Turkish premier invites 3 more PMs to OIC's Gaza summit

Turkish premier invites 3 more PMs to OIC's Gaza summit

Binali Yildirim requests presence of Libyan, Nigerien and Iraqi prime ministers at Istanbul summit on Gaza violence

By Aynur Ekiz

ANKARA (AA) – Turkish Prime Minister Binali Yildirim invited his three counterparts from Libya, Nigeria and Iraq to Friday’s emergency summit of the Organization of Islamic Cooperation (OIC), according to prime ministerial sources on Thursday.

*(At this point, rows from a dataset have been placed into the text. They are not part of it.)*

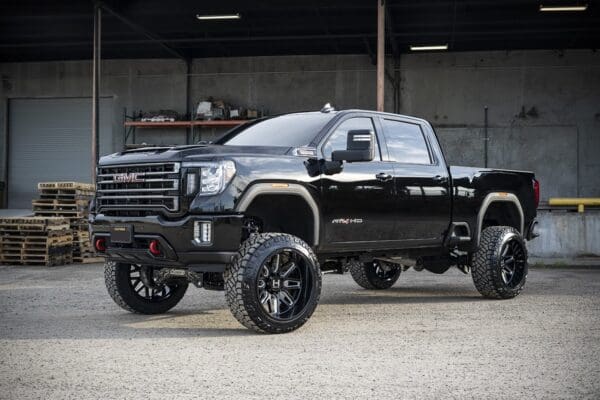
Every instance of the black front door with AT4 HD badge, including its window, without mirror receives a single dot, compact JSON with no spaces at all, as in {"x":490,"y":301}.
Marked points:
{"x":357,"y":203}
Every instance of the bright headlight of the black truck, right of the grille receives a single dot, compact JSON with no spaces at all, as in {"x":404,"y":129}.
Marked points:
{"x":213,"y":176}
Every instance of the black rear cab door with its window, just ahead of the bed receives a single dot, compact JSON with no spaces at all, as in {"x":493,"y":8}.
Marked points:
{"x":421,"y":181}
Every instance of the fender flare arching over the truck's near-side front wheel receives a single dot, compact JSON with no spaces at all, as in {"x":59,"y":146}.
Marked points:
{"x":278,"y":188}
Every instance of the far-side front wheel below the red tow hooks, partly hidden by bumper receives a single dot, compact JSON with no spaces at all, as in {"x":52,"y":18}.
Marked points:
{"x":135,"y":288}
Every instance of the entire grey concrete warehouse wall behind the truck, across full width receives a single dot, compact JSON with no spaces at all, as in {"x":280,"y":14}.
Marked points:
{"x":559,"y":138}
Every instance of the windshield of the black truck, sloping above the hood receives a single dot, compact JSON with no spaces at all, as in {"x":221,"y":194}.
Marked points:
{"x":290,"y":130}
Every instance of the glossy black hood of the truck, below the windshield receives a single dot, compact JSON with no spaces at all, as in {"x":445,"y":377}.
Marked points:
{"x":189,"y":153}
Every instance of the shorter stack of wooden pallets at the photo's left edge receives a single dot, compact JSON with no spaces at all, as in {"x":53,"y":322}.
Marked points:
{"x":36,"y":241}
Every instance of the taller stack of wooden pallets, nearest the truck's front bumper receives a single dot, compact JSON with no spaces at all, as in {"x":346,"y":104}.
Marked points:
{"x":70,"y":200}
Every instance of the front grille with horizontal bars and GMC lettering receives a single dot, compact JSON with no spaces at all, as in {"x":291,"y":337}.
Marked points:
{"x":138,"y":189}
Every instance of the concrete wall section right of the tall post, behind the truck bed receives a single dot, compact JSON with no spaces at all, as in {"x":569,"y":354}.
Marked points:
{"x":558,"y":135}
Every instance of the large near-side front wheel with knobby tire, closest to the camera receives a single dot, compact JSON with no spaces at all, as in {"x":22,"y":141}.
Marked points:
{"x":274,"y":283}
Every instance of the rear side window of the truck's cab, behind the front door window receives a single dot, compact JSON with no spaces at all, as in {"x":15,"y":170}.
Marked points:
{"x":405,"y":142}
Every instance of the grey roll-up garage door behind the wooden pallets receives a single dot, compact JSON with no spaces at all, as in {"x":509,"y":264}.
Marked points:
{"x":50,"y":140}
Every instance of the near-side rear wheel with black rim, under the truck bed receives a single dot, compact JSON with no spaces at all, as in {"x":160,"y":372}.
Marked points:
{"x":499,"y":266}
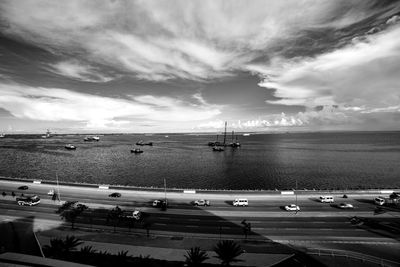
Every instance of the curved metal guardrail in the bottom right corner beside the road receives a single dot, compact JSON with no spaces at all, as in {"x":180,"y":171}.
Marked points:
{"x":352,"y":255}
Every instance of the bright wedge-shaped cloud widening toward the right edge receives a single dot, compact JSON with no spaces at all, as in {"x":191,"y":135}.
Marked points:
{"x":359,"y":74}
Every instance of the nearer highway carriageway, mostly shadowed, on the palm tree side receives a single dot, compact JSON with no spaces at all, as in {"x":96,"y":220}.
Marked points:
{"x":206,"y":223}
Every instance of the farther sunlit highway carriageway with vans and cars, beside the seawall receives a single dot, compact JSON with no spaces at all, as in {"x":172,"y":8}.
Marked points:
{"x":142,"y":200}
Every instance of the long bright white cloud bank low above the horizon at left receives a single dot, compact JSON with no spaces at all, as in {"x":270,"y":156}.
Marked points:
{"x":53,"y":104}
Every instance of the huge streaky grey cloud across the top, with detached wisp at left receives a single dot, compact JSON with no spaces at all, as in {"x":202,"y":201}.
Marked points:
{"x":158,"y":40}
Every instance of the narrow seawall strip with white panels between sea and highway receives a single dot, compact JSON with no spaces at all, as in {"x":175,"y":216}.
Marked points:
{"x":206,"y":191}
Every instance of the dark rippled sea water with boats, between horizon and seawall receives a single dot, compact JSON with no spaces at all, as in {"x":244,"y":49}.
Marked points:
{"x":351,"y":160}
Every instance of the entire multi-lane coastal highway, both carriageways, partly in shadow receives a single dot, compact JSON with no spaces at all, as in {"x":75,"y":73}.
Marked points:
{"x":317,"y":223}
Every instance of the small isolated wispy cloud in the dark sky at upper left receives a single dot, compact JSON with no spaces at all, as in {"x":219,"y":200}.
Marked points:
{"x":75,"y":70}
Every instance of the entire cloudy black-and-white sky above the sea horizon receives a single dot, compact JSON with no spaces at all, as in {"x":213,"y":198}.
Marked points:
{"x":189,"y":66}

Yildirim phoned Libya's Fayez al-Sarraj, Nigerien Prime Minister Brigi Rafini and his Iraqi counterpart Haider al-Abadi to invite them to the emergency OIC summit to be held in Istanbul on Friday, the sources from the Turkish Prime Ministry confirmed.

On Tuesday, Yildirim invited Bangladesh's Sheikh Hasina Wazed, Morocco’s Saadeddine Othmani, Pakistan’s Shahid Khaqan Abbasi, Abdullah bin Nasır es-Sani from Qatar and Algeria's Ahmed Ouyahia -- all premiers -- to join the summit meeting.

The Istanbul summit meeting -- called for by Turkish President Recep Tayyip Erdogan -- is expected to send a strong message against the Israeli violence that martyred, according to the Palestinian Health Ministry, at least 62 Palestinians, the youngest of whom was eight months old, during mass rallies Monday along Gaza's eastern border.

A large number of heads of state and government including Palestinian Prime Minister Rami Hamdallah, King Abdullah II of Jordan, Iranian President Hassan Rouhani, Afghan President Ashraf Ghani, Kuwaiti Emir Sabah al-Ahmad al-Jaber al-Sabah and Mauritanian President Mohamed Ould Abdel Aziz are expected to participate in the summit.

Since the mass Gaza rallies began on March 30, more than 100 Palestinian protesters have been martyred by cross-border Israeli army gunfire.

Monday’s protests in Gaza had coincided with Israel’s 70th anniversary -- an event Palestinians refer to as Nakba or the Catastrophe -- and the relocation of the U.S. Embassy to Israel from Tel Aviv to Jerusalem.

Last week, the Israeli government claimed the ongoing border protests constituted a “state of war” in which international humanitarian law does not apply.